Hungary’s Orban says Ukraine can’t win against Russia, calls for negotiated peace
Right-wing prime minister tells economic conference in Qatar that Russian invasion was result of ‘failed diplomacy’ and that Europe needs a new security accord with Moscow
DOHA, Qatar — Hungary’s right-wing Prime Minister Viktor Orban insisted Tuesday that Ukraine cannot win its war with Russia and argued Washington must step in to end the conflict.
Orban, who is at odds with other European Union members over the war and has blocked EU aid for Ukraine, reaffirmed calls for a ceasefire.

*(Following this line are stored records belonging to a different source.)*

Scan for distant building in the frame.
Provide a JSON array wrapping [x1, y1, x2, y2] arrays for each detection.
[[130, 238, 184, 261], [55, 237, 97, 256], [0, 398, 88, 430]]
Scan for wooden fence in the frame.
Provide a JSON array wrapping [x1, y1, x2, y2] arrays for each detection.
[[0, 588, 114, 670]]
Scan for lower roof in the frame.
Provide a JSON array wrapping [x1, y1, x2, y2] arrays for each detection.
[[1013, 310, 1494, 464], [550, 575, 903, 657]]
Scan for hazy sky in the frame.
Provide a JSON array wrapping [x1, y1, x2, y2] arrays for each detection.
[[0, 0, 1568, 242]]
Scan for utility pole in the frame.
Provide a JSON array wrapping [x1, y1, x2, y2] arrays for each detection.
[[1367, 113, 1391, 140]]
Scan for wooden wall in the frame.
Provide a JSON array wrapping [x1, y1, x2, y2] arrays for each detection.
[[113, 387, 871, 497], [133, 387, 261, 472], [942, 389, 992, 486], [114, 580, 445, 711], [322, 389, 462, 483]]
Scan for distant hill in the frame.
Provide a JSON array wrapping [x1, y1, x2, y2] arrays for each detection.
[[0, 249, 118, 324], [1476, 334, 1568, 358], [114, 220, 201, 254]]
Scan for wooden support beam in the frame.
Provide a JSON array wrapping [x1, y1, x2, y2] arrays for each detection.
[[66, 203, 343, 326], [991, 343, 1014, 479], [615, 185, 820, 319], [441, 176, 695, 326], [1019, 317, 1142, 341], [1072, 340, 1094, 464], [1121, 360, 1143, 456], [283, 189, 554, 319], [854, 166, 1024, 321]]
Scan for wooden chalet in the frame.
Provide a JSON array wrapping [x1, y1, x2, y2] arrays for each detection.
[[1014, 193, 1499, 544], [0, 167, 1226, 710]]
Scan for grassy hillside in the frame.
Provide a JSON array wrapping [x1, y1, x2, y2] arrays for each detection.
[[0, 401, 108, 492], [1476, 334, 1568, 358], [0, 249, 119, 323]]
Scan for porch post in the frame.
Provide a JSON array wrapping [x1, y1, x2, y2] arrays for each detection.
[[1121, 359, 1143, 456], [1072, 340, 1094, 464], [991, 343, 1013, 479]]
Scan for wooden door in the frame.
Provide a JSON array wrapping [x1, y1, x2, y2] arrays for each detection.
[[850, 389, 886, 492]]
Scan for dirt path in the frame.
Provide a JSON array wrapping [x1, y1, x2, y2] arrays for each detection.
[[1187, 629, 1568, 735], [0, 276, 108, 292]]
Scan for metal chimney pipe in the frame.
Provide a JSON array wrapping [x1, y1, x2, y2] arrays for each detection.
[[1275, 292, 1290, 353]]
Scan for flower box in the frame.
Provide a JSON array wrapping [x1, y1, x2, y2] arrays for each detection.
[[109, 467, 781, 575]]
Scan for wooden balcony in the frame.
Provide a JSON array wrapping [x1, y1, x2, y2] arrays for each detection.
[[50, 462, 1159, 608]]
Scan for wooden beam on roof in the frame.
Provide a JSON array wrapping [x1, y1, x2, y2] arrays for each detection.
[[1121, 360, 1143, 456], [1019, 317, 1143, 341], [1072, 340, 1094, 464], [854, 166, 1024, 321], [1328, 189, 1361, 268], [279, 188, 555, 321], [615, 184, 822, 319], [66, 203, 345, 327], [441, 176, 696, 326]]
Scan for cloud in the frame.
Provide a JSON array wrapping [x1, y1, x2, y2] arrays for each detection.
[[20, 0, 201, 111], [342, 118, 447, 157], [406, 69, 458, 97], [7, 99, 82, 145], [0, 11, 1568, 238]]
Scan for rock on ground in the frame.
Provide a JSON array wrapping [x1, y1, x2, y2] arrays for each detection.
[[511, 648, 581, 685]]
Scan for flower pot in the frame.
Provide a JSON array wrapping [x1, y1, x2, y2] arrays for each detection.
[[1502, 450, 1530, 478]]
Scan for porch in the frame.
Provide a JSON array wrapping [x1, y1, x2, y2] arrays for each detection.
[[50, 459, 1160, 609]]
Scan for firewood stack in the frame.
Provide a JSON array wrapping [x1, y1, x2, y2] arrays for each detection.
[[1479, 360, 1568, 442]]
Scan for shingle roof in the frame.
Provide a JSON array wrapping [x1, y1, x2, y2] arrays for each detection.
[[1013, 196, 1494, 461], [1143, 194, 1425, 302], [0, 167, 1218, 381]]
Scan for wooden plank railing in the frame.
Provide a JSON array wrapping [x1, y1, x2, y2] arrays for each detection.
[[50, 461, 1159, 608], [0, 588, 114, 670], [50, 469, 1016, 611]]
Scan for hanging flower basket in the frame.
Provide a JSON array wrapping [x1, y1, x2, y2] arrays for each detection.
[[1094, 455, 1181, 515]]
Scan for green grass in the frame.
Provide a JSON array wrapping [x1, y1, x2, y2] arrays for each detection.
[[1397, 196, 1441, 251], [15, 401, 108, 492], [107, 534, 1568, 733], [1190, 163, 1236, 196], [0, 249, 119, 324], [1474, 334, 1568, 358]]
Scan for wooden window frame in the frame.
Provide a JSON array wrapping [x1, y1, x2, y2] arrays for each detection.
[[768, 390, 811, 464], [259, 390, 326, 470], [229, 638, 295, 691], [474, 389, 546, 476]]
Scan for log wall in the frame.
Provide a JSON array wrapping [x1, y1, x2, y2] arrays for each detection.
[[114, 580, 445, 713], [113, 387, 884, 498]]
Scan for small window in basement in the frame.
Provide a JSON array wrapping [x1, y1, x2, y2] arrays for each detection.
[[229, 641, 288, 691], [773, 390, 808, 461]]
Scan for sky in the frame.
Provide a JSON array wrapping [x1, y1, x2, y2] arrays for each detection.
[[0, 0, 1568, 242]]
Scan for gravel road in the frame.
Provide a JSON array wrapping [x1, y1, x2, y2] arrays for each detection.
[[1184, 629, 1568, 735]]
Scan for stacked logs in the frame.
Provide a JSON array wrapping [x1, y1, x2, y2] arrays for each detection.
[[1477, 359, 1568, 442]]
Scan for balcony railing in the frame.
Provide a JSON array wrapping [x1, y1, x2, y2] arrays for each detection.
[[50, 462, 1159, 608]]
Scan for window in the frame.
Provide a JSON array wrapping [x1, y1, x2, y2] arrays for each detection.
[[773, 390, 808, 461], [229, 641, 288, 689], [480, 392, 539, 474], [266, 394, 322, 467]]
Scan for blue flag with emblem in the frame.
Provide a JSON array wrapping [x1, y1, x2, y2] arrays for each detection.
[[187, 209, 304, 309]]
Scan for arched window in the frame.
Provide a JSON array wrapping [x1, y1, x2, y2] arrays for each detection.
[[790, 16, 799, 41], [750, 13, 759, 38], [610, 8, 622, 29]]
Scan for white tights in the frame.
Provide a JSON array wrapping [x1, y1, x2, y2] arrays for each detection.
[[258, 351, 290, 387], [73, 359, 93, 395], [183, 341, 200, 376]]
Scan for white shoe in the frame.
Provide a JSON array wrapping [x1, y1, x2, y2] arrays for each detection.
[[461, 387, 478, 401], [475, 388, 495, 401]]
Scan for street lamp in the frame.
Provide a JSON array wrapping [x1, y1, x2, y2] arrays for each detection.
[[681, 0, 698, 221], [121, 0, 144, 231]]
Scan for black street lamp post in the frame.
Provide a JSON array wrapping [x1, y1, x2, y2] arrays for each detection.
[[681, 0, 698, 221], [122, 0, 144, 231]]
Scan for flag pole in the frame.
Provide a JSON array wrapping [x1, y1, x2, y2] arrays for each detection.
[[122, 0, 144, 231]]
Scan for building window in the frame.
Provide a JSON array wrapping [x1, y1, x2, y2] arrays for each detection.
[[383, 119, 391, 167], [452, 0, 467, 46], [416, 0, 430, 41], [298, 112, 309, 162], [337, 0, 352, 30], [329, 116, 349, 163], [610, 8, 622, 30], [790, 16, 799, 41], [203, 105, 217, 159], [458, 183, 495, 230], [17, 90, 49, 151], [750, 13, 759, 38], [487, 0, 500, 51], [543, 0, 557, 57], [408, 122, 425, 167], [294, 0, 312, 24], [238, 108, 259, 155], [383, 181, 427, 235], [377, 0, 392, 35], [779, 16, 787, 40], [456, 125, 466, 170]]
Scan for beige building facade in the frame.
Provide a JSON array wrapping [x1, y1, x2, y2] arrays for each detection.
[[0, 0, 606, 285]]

Speaking at a conference in Qatar, he also argued that the United States and its partners in Europe must seal a new security accord with Russia.
The veteran Hungarian leader, who has not condemned Russian President Vladimir Putin, told the Qatar Economic Forum that Russia’s invasion was the result of a “failure of diplomacy.”
“It’s obvious that the battlefield solution does not work,” he added, insisting that Ukraine could not win.
“Looking at the reality, looking at the figures, looking at the surroundings, looking at the fact that NATO is not ready to send troops, it’s obvious that there is no victory for poor Ukrainians on the battlefield,” he said. “That’s my position.”
Orban added that “our heart is with the Ukrainians” and said “we understand how much they suffer.”
“Escalation should be stopped and we should argue in favor of peace and negotiations,” he told the forum.
Orban said that after a ceasefire there has to be a new European security accord with Russia.
“As a state Ukraine is of course very important but in the longer term, strategically thinking, what is at stake is the future security of Europe,” he said.
“It is obvious that without the United States there is no security architecture for Europe. And this war cannot be stopped… unless the Russians can make an agreement with the United States.
“As a European, I am not happy with that, but it is the only way out.”
Orban also attacked the EU leadership for being too “intellectual” but said his country could not leave the bloc as 85 percent of its exports go to other member states.
He said that half of Hungary’s energy needs are met by Russia, but that Budapest is negotiating with Qatar to import natural gas, hoping deliveries could start in 2026.